Let’s open a can of worms, shall we? Lance Armstrong is going to be racing here in my town this coming Sunday in the Half Full triathlon. For those of you who don’t know, the Half Full is a Rev3 event in the neighborhood of a 70.3 distance (more on that in a minute) that supports the Ulman Cancer Fund for Young Adults.
Now, we all know that Lance has been banned from any event governed by the USADA (U.S. Anti-Doping Agency). As a result of this, he was recently refused entry into the Chicago Marathon, among other events. The Half Full was formerly a USAT (U.S.A. Triathlon) sanctioned event, an organization that the USADA oversees. But in order to have Lance participate in Half Full, the Ulman Fund dropped the USAT sanctioning and partnered with another agency for race insurance.

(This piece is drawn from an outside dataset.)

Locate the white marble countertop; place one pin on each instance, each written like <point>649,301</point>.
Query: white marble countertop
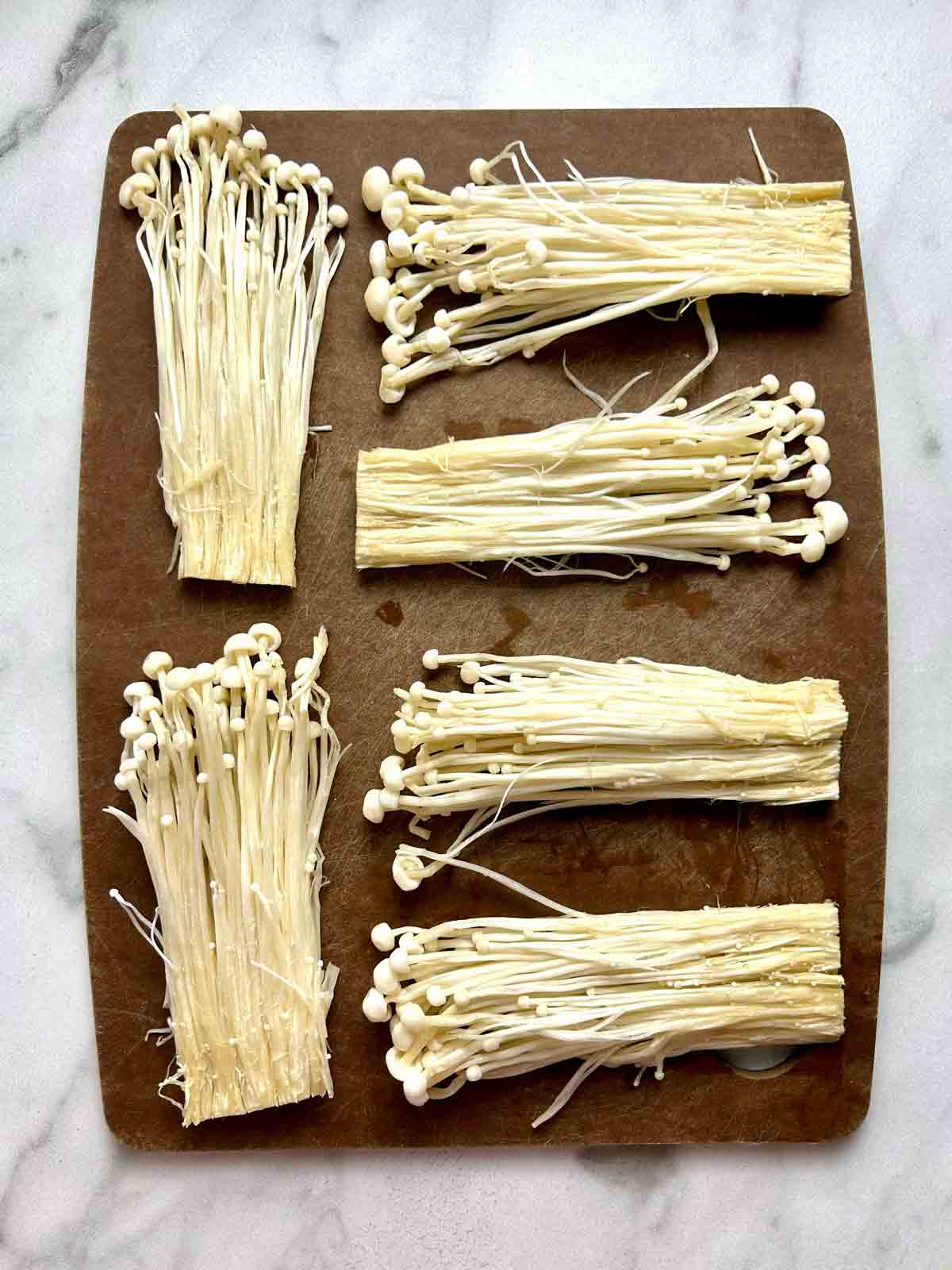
<point>69,1194</point>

As you can imagine, both the move to bring Lance to the event, and to “break up” with USAT for the event had a few athletes’ noses out of joint. But here’s the thing: the mission of the Half Full triathlon has and always will be to raise funds for young adults with cancer. Period. That’s the reason behind the 70-mile distance, not a 70.3–70 stands for the 70,000 young adults affected by cancer each year. Yes, Ulman puts on a spectacular race event for those seeking it. But if the organization wanted to find a way to up the fundraising quotient, it found it in Lance Armstrong. The day after announcing he would participate, registration took a 200-person jump. A couple of athletes pulled out, but at the end of the day, the Ulman Fund, and those it serves, win.
As someone who lives in the midst of the Ulman Fund community–its presence is huge here–I applaud the move to bring Lance to town. Cancer sucks, maybe even more so when it affects someone in the prime of his/her life, who may or may not have insurance, and who might not have a good support system. The Ulman Fund fills in those gaps, and if having Lance race here helps that many more young adults, then by all means, let him participate.
What are your thoughts? Should Lance have a place in a race when it benefits an organization like Ulman Fund?